Por todas as razões, a primeira pergunta que fazemos a propósito do visionamento de The Wrestler é inevitável: e o Mickey Rourke? Não que se trate exactamente daquilo a que estamos habituados nos chamados filmes-veículo, mas a verdade é que o filme de Darren Aronofsky parece sempre confundir-se com a personagem de Randy The Ram, que ocupa literalmente todas as cenas, que sobra pouco filme para além de Rourke. O que não é mau, em si, mas coloca a pressão toda do lado do actor. Que se safa muito bem, sobretudo, na minha opinião, na segunda parte da história, quando a personagem abandona os ringues e tenta organizar a sua vida fora do wrestling.

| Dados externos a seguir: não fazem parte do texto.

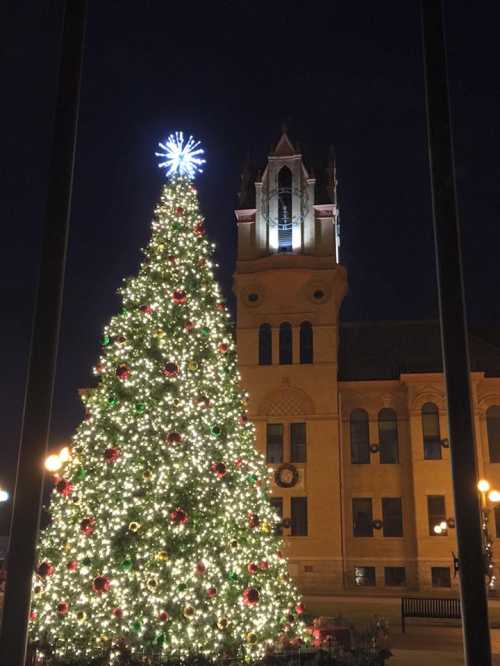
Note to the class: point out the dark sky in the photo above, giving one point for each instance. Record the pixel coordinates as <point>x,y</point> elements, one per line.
<point>231,72</point>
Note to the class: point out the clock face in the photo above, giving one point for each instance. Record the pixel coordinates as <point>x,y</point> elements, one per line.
<point>280,211</point>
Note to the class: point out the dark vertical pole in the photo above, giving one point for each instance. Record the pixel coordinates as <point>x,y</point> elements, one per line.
<point>455,342</point>
<point>45,335</point>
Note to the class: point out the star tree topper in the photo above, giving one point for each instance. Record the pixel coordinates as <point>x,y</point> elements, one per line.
<point>181,158</point>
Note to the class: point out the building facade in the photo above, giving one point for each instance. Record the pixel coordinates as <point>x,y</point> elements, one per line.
<point>351,417</point>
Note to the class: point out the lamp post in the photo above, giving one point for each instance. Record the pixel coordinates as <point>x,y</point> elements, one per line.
<point>489,498</point>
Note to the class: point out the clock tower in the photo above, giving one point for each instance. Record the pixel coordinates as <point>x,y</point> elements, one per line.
<point>289,286</point>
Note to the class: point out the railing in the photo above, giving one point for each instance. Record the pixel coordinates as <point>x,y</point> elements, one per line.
<point>447,609</point>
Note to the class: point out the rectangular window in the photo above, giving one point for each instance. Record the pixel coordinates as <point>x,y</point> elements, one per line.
<point>436,510</point>
<point>497,521</point>
<point>364,576</point>
<point>277,504</point>
<point>392,516</point>
<point>362,516</point>
<point>299,516</point>
<point>441,576</point>
<point>395,576</point>
<point>274,443</point>
<point>298,442</point>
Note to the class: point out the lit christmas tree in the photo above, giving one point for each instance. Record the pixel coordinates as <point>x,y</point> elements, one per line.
<point>162,539</point>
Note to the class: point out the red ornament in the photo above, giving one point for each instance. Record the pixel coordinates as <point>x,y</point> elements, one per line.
<point>200,568</point>
<point>123,372</point>
<point>62,608</point>
<point>250,596</point>
<point>219,469</point>
<point>173,437</point>
<point>199,229</point>
<point>101,584</point>
<point>171,370</point>
<point>111,455</point>
<point>87,526</point>
<point>64,487</point>
<point>299,608</point>
<point>253,520</point>
<point>179,297</point>
<point>179,516</point>
<point>45,569</point>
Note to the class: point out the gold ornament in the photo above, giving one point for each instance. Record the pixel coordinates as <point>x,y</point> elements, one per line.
<point>152,584</point>
<point>162,555</point>
<point>265,526</point>
<point>188,612</point>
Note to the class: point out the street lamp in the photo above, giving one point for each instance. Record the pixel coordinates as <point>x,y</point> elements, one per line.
<point>489,497</point>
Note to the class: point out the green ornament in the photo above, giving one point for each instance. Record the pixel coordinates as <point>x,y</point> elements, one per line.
<point>126,564</point>
<point>80,474</point>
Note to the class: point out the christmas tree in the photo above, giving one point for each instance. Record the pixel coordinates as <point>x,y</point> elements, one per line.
<point>161,541</point>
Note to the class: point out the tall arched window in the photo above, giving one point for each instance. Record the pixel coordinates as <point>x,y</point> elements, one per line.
<point>360,437</point>
<point>285,210</point>
<point>388,436</point>
<point>306,342</point>
<point>265,345</point>
<point>431,432</point>
<point>285,343</point>
<point>493,427</point>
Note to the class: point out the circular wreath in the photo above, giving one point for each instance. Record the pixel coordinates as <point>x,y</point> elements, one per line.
<point>279,476</point>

É nestas cenas, acho eu, que Mickey Rourke consegue um jogo mais subtil, a fazer lembrar uma certa aura de anjo maldito que lhe sobra da sua carreira nos anos 80.

Centrando-se o filme de tal modo em Rourke e na sua personagem, poderá haver alguma dificuldade em ver mais alguma coisa para além dele. Não sendo propriamente um filme brilhante, o filme tem, contudo, uma certa crueza, um despojo, mesmo uma ingenuidade, que tornam impossível não simpatizar com ele, mesmo quando não é totalmente eficaz, por um certo acumular de lugares-comuns e por uma superficialidade na observação que faz.

Ofuscados pelo comeback de Rourke e do seu Randy The Ram, podemos nem reparar que o filme nos traz igualmente de volta a Marisa Tomei, que é das presenças mais comoventes no ecrã, uma actriz que domina com um rigor admirável a paleta de sentimentos e emoções que a sua representação é capaz de transmitir.